I was peaking around 7k rpm. So it sounds like I really need to spin this thing faster. I think it would definitely go smaller for my next design and a full gear driven drivetrain. Like you said the tolerances are what make this so difficult, particularly at this size.
Hi There! After finding your videos from a post on r/F1Technical, I have binge watched every video on your channel. I am going in to my first year at the Ohio State University for mechanical engineering, hoping to do something automotive for my career. I have a decent understanding of Autodesk inventor, the lower CAD software they have. I was just wondering what it is that you went to school for, what your job is, and how are you so good at designing this stuff?!? Thank you so much for the amazing content. I would love to be this good some day!!

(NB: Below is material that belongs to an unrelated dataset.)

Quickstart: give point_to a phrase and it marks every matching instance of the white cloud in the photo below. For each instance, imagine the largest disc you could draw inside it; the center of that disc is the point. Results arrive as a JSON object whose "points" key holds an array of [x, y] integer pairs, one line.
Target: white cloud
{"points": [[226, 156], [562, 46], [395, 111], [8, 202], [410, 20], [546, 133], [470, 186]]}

Thanks! That's great that you already have some hands on experience with CAD software. I encourage you to get exposure to as many engineering and non-engineering disciplines as possible. In school I did a few years of engineering but I switched to a business degree, and ultimately ended up managing tech organizations. I'm a firm believer that having a broad background and good communication skills will afford you all kinds of career opportunities. I think this is great time to be in school, a revolution is coming with manufacturing and AI/ML. Best of luck at Ohio State! I've actually been reading a lot on the Buckeye Bullet for a potential future project. Definitely get involved in with something like that or FSAE.
Buddy, if you get one of these compressors able to lift 70 psi, how much would you charge for one? Let's says it's entirely printed in PTE with the needed tolerances.
That's an interesting question, I'm not sure at this point how much one would cost. Unfortunately, since this design is a dry screw compressor it will not be able to achieve 70psi. Professionally built industrial screw compressors like this only achieve around 30-40psi. Definitely something I may look into later, but it will require a two stage screw compressor.
That's good to know. I assumed differently after I saw all this sales literature about how quiet they were. Goes to show that you shouldn't trust sales.
Well this design wasn’t very efficient, but with regards to your question is this most won’t decrease the amount of air consumed. The engine would spend more energy spinning this pump than it would recover by pumping air back into the system.
Not good to use 1 timing belt would recommend 2 one that connects 1 motor to the other one just a strait connection and one where it goes 1 motor to the compressor. with how you got it set up it makes slag between the motors and ain't that good
I don't think I'm going to be able to fit all of that in to a video. If you check out my GitHub I have the cad files and profile for the rotors available. github.com/indeterminatedesign/ScrewCompressor There is a significant amount of math and a custom program I had to create to generate the rotor profiles using envelopes. If you want to make a different form of rotor I recommend downloading this paper. docs.lib.purdue.edu/icec/1099/.